Additive Tree-Structured Conditional Parameter Spaces in Bayesian Optimization: A Novel Covariance Function and a Fast Implementation

TL;DR

This paper introduces a novel additive tree-structured covariance function for Bayesian optimization, enhancing sample efficiency and applicability in conditional parameter spaces, with a fast parallel implementation demonstrated on various benchmarks.

Contribution

It generalizes additive assumptions to tree-structured functions and develops a low-dimensional, parallel optimization algorithm for acquisition functions.

Findings

Outperforms state-of-the-art methods like SMAC, TPE, and Jenatton et al. (2017).

Shows improved sample efficiency and flexibility in conditional parameter optimization.

Successfully applied to neural network compression, pruning, and activation function search.

Abstract

Bayesian optimization (BO) is a sample-efficient global optimization algorithm for black-box functions which are expensive to evaluate. Existing literature on model based optimization in conditional parameter spaces are usually built on trees.

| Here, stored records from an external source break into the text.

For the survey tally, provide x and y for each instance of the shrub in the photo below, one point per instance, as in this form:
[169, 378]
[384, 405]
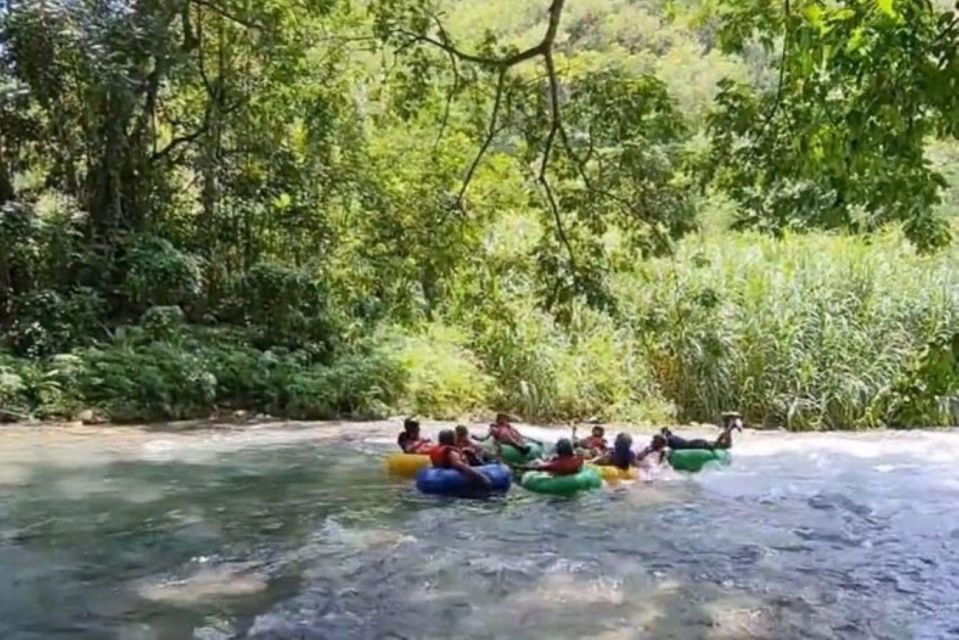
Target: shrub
[443, 377]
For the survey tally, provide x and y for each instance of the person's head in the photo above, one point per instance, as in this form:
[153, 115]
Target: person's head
[658, 443]
[412, 428]
[732, 420]
[564, 448]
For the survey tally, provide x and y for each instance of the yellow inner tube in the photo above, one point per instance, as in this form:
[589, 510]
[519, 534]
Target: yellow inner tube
[406, 464]
[614, 474]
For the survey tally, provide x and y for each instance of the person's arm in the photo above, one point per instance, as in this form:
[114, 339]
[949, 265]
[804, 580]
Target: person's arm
[457, 462]
[512, 440]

In this work, we generalize the additive assumption to tree-structured functions and propose an additive tree-structured covariance function, showing improved sample-efficiency, wider applicability and greater flexibility. Furthermore, by incorporating the structure information of parameter spaces and the additive assumption in the BO loop, we develop a parallel algorithm to optimize the acquisition function and this optimization can be performed in a low dimensional space. We demonstrate our method on an optimization benchmark function, on a neural network compression problem, on pruning pre-trained VGG16 and ResNet50 models as well as on searching activation functions of ResNet20. Experimental results show our approach significantly outperforms the current state of the art for conditional parameter optimization including SMAC, TPE and Jenatton et al. (2017).